Darüber hinaus existiert in Bremen auch ein Förderprogramm, dass die vorherige Vergabe von Bundesmitteln sogar voraussetzt – und zwar beim Ersetzen alter Ölheizungen. Dieses Landesprogramm, das auch über die SWB beantragt werden könne, setze voraus, dass vorher Bundesmittel beantragt worden sein, sagt Energieberaterin Ewen.
Was wird von Bund und Land (noch) nicht gefördert?
Photovoltaikanlagen werden weder in Bremen noch vom Bund gefördert. Dies gelte für Module ebenso wie für Speicher, sagt Verbraucherschützerin Ewen. "Es gibt nur noch die Einspeisevergütung." Auch in Kombination mit dem Einbau einer Wärmepumpe gebe es keine Förderung von Solaranlagen.

Und während Hauspellet-Heizungen in Bremen weiterhin gefördert werden, gibt es bislang kein landeseigenes Programm für die derzeit stark nachgefragten Wärmepumpen.

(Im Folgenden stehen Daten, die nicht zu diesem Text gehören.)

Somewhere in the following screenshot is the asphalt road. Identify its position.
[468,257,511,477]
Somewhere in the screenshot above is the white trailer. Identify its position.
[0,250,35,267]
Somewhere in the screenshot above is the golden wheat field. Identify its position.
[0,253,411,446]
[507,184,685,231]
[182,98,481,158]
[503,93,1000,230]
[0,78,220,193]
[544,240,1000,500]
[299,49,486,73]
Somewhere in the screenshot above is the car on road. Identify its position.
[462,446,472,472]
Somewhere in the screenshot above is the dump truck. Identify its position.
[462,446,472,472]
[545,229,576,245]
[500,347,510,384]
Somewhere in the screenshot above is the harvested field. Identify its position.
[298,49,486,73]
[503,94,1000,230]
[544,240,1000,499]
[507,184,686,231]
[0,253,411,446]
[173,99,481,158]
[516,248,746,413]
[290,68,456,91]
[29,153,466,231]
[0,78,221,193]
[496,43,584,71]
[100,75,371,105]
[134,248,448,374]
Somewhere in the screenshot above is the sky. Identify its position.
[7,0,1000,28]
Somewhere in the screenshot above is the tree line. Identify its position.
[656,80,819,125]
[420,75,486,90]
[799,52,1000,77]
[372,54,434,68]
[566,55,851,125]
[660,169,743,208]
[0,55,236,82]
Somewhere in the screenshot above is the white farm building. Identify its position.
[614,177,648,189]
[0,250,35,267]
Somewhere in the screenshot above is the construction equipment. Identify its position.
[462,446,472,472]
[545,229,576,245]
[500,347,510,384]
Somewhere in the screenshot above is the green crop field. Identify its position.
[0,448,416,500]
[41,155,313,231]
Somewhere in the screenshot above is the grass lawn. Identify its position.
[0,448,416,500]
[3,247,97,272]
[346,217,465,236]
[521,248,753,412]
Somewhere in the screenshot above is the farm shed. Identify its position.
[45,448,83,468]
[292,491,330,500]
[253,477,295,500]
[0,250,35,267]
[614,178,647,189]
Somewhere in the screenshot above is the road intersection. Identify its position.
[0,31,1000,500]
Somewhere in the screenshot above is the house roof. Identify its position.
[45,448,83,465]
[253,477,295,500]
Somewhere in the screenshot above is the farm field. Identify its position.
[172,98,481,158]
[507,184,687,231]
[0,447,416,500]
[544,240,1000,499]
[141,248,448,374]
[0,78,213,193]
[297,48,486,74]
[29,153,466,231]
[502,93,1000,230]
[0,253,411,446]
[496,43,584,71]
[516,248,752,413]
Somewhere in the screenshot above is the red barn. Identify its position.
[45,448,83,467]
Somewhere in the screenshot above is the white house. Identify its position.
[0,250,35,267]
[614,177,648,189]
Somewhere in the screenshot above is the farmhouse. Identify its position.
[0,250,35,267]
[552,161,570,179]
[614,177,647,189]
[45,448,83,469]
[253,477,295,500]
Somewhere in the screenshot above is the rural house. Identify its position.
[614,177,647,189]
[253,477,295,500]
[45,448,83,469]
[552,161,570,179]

Offen ist hingegen, wie es mit der staatlichen Förderung von Balkonsolaranlagen weitergeht. "Ein Förderprogramm für Balkonsolaranlagen wird derzeit noch entwickelt", heißt es dazu auf Nachfrage buten un binnens aus dem Umweltressort. Einem Bürgerschaftsbeschluss vom März zufolge ist eine Förderung in Kombination mit einer Energiesparberatung geplant. Dabei soll vor allen Mieterinnen und Mietern eine Bezuschussung der Anschaffung von Balkonsolaranlagen gewährt werden.
Wer darf und wer sollte Förderanträge stellen?
Ziel der staatlichen Förderprogramme ist es, viele Bauherren und Eigentümerinnen bei der energetischen Sanierung zu unterstützen. Daher können Anträge von Privatpersonen, Betrieben und Unternehmen, aber auch von gemeinnützigen Organisationen und Kommunen gestellt werden. Außerdem gilt die Förderung nicht nur für Wohngebäude, sondern auch für Nichtwohngebäude wie Büro- und Verwaltungsbauten oder Werkstätten.
Ein Häuserreihe mit alten bremer Häusern in Weiß mit braunen Ziegeln und Stuck.
In Bremen können Nachbarn gemeinsam Landesförderungen beantragen. Bild: Radio Bremen
Die Bremer Förderprogramme können dabei ohne Energieberater gestellt werden. "Es ist im Land Bremen auch möglich, sich mit Nachbarn zusammenzutun und einen Nachbarschaftsbonus einzustreichen", sagt Inse Ewen, Energieberaterin der Verbraucherzentrale. Gerade bei Reihenhäusern und Doppelhaushälften, die in Großstädten verbreitet seien, sei dies oft sinnvoll, so Ewen.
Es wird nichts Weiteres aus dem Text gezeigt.